The issue with climate is compounded by something called "thermal inertia", which in practice means that the action we take today won't bear fruit for another 30 years.

So yea, unless we drastically reduce emission and stop the biosphere collapse, this generation, meaning YOU, meaning the elites who ignore this, and yes me, will likely be responsible for the largest die off of life since ... well the last mass extinction event.

So yea, pay attention to the science. Pay attention to the scientists and the literature.

The picture is bleak.

There is no science today that can make any kind of confident predictions on the effects of climate change on human population in 30 years from now.
Um... There's actually quite a bit. What is the basis of your claim?

The most famous is the limits to growth model (developed by the Club of Rome in the 1970's, which we're unfortunately tracking quite closely). You can read about that model here: https://en.wikipedia.org/wiki/The_Limits_to_Growth , though there are many academic articles about. That is a quantifiable, falsifiable model that has had about 50 years of predictive power. The next 30 years according to that model are horrific.

Another scientific effort is what is being calculated by the global footprint network - https://www.footprintnetwork.org/our-work/climate-change/. We've been in a deficit also since about the 1970's, and that overconsumption is directly connected to the current scientifically documented biosphere collapse which suggests that we're in the middle of the 6th mass extinction event on earth.

Lastly, a number of independent modellers have attempted to show what the world looks like. Here's a brief article with a map. https://bigthink.com/strange-maps/what-the-world-will-look-l.... From the article:

> Micronesia is gone – sunk beneath the waves. Pakistan and South India have been abandoned. And Europe is slowly turning into a desert. This is the world, 4°C warmer than it is now.

90% of where humans currently inhabit would be inhospitable to human life. That's about 6-7B people that will have to move across 1000's of km on the order of less than a decade. Likely into the Arctic and Antarctic ... where .. topsoil formation typically takes 100's of years.

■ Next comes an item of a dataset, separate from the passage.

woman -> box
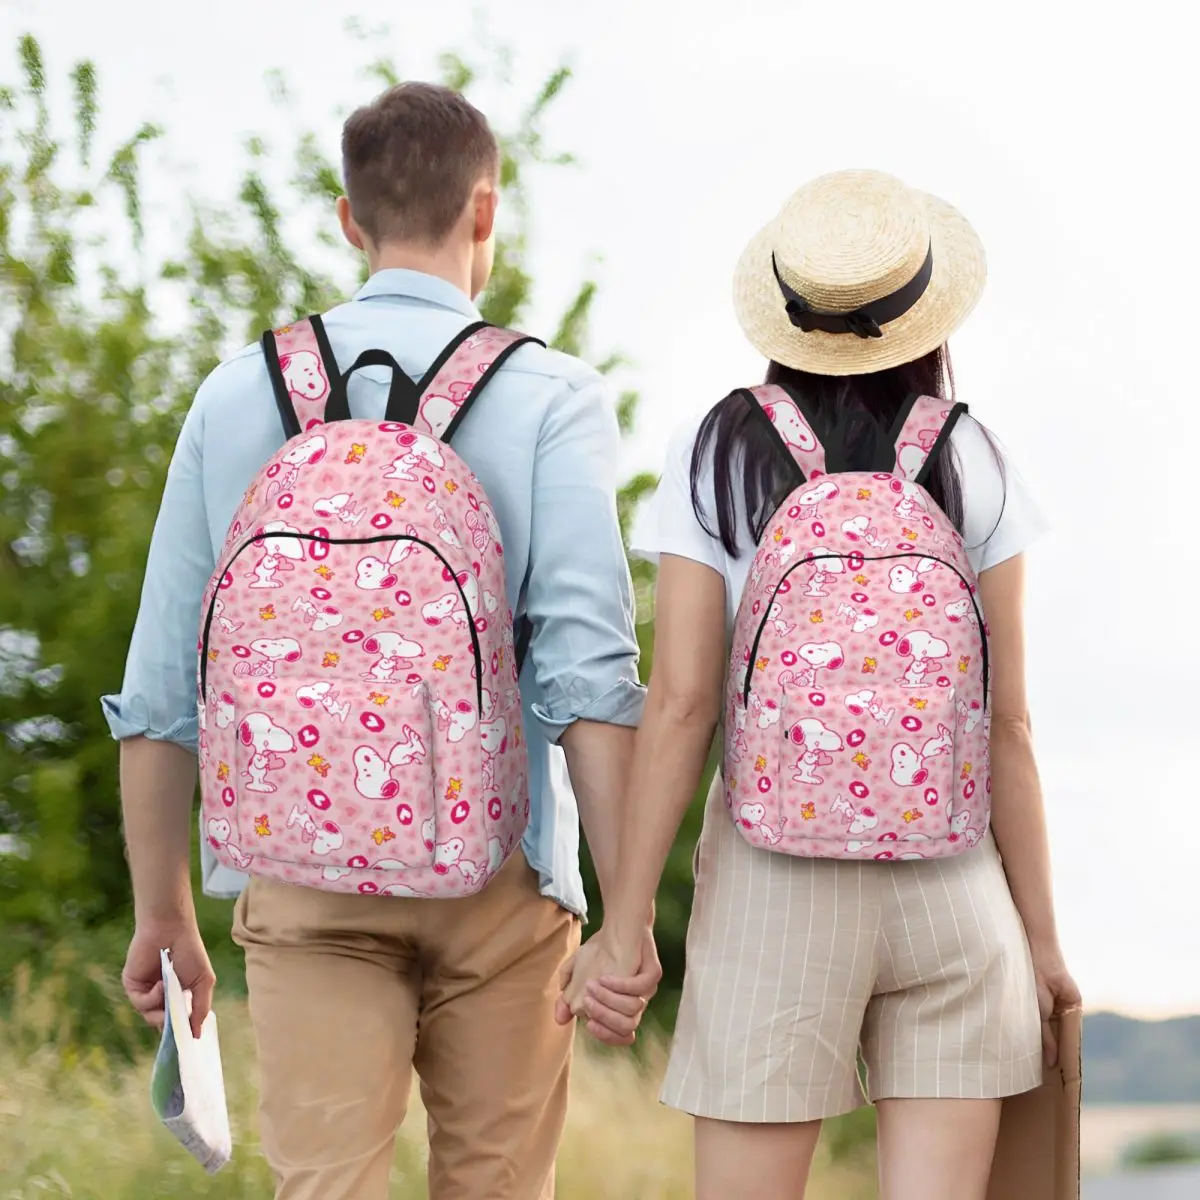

Moreover, if you think xenophobic Europeans or Americans are going to allow Africans, Asians and Central Americans in, when they're putting existing climate refugees into concentration camps RIGHT NOW, you should perhaps rethink your worldview.

I'm not sure what you are getting at. A model is essentially an unproven hypothesis, it can never be proven and confidence in the model depends on the evidence. With models on the effects of climate change (aka impact models) the confidence is pretty much non existent, there were literal studies done to show that, it's actually a huge and complex ongoing research area. So the predictions of doom is nothing more, but propaganda, that conveniently forgets to say that such predictions are very likely to be wrong.
It will be difficult to tackle any of those problems if the climate causes civilization to collapse: https://www.resilience.org/stories/2020-06-08/collapse-of-ci...

It's more than a few foods disappearing or people modifying they're homes- it's entire breadbaskets of the world disappearing and entire cities needing to be abandoned.

Well, we have displaced people from different wars right now, but only some predictions on the possible effects of climate change, and I believe consensus among them is not even favoring the "civilization collapse" side.

Human civilization is just not at the point when it can afford to worry about pretty much unpredictable long term global environmental risks.